八月三日にひろったから「ハミ」と名づけた。
大雨の日、境内にうずくまていた仔猫はカラスに片目をつつかれてつぶれていた。
それでも生きている証に必死に声をあげた。
ようやく「ひい」と鳴くしかできなかったけれど
それは私の耳に届いた。
びしょびしょで、目をつぶされたみずほらしい仔猫は、震えながら私の手の中にくるまった。
ハミ
八月に拾ったその仔猫は
次の年の九月に死んだ。
がりがりの震えた仔猫はぷっくり太った愛らしい猫になり、
誰もがこの猫に二度と不幸なんて訪れないと思った。
でも、ある日ハミは行方不明になり、次の日の夜ようやく悲しい姿で見つかった。
ハミは車に轢かれていた。
しかし身体はきれいで口元にうっすら血がついているだけだった。
涙もなく呆然と抱き上げると
おなかには泥のあとがついていた。

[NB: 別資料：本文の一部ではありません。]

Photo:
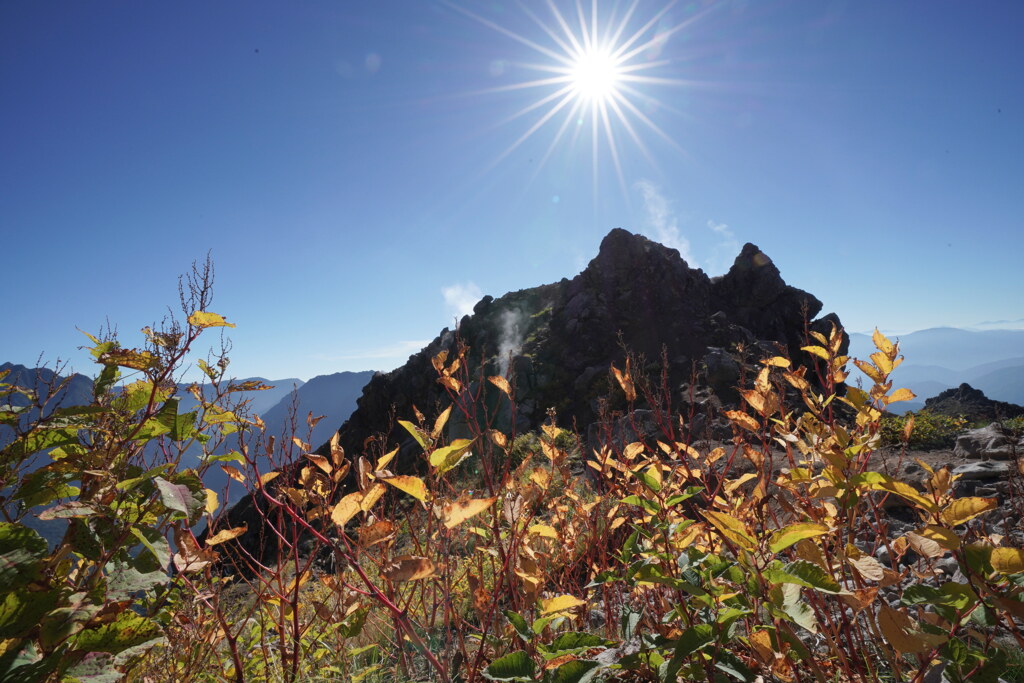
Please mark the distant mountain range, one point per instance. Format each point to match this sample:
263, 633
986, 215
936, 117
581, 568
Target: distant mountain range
943, 357
330, 395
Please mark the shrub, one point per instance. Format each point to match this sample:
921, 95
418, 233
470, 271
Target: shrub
771, 555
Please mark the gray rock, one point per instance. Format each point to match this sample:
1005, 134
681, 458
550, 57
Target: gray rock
947, 564
986, 470
990, 442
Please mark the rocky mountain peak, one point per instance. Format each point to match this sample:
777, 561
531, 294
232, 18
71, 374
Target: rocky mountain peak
560, 340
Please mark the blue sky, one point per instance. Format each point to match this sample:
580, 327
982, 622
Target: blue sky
352, 166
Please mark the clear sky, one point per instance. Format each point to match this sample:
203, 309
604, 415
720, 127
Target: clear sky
358, 169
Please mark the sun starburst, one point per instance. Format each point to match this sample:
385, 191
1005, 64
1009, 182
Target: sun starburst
595, 70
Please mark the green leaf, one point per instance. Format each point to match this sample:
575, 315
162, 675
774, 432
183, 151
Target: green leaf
519, 624
693, 639
20, 610
156, 544
648, 506
805, 573
125, 582
578, 671
797, 609
64, 623
353, 624
629, 548
415, 431
649, 480
127, 631
23, 552
513, 667
68, 511
43, 486
794, 534
185, 495
446, 458
571, 642
728, 663
685, 496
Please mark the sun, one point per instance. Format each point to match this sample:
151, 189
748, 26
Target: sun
595, 77
595, 72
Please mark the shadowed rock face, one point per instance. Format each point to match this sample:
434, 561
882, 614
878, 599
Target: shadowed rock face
972, 403
635, 294
559, 340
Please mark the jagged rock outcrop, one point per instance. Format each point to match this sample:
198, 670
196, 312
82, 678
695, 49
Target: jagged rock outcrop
559, 341
972, 403
562, 338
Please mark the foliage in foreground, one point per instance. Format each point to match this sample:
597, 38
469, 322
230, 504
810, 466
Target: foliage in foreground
663, 562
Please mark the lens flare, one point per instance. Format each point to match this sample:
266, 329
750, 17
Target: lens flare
593, 71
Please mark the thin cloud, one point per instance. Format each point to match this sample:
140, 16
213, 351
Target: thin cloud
725, 250
461, 297
397, 350
662, 223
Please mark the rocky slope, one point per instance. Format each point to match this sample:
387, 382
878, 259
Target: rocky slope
561, 339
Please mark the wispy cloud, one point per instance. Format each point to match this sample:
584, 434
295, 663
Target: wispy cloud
461, 297
663, 224
400, 349
725, 249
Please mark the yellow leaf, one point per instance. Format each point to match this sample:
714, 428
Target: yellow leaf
541, 477
903, 634
925, 546
376, 532
460, 511
559, 605
203, 318
321, 462
212, 503
225, 535
908, 428
410, 567
743, 420
543, 529
883, 363
233, 472
793, 534
372, 496
1008, 560
816, 350
883, 344
940, 535
337, 453
868, 567
347, 508
901, 394
412, 485
439, 423
502, 384
450, 456
965, 509
880, 481
129, 358
731, 528
765, 402
626, 382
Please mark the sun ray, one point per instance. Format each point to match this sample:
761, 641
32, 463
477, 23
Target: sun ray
598, 68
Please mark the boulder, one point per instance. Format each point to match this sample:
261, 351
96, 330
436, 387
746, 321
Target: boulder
972, 403
985, 470
991, 442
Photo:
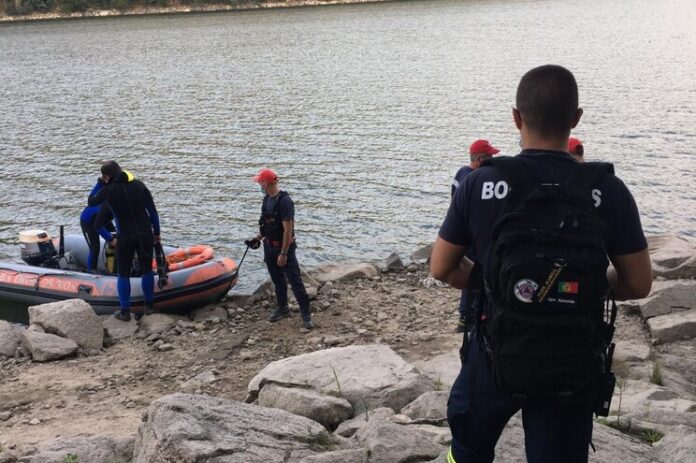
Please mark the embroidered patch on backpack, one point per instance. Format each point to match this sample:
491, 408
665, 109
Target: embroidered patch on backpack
525, 289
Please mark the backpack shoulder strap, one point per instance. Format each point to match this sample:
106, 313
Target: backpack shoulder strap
518, 178
583, 178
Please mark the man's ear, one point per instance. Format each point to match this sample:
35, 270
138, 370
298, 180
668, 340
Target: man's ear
517, 117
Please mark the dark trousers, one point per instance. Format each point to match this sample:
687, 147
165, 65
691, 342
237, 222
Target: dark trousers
554, 431
281, 275
92, 238
126, 249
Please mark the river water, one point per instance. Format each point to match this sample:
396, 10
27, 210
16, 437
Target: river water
365, 111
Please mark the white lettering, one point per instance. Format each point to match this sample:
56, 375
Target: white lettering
501, 189
487, 190
597, 197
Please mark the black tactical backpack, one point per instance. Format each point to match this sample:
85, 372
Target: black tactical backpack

身体を地面にこすり付けたようなあと。
ハミは動けなくなった身体を引きずりながら数歩進んだのだ。
最後まで家に帰りたかったんだ。
目は生きているように見開いていた。にごってしまった片目もはっきりと開いていた。
辛い身体を引きずりながら必死に目を開き進んだハミ。
その目で、私たちを見たかったのだろう。ぎゅっと抱きしめられて、「痛かったよぅ」と甘えたかったのだろう。
八月三日
その日をわたしは「ハミ日」とした。
私はハミが大好きだった食べ物を出し
そしてハミのことをあれこれ思い出す。
この日は涙が止まらない。
後悔や、いとしさや、いろいろなものでぎゅうぎゅうになる。
「1年間、うちの子で幸せだった?」
同じ質問を何度も繰り返す。
他の日々は日常に追われ、新しい猫や犬のことでいっぱいなくせに。
残された人間なんて情けないものだ。
薄情でそして身勝手なくせに未練がましい。
でもこれだけは約束する。
私が生きている限り「ハミ日」は続き
そしてわたしが
天に召されたとき・・
こんどこそ必ずハミを抱きしめる。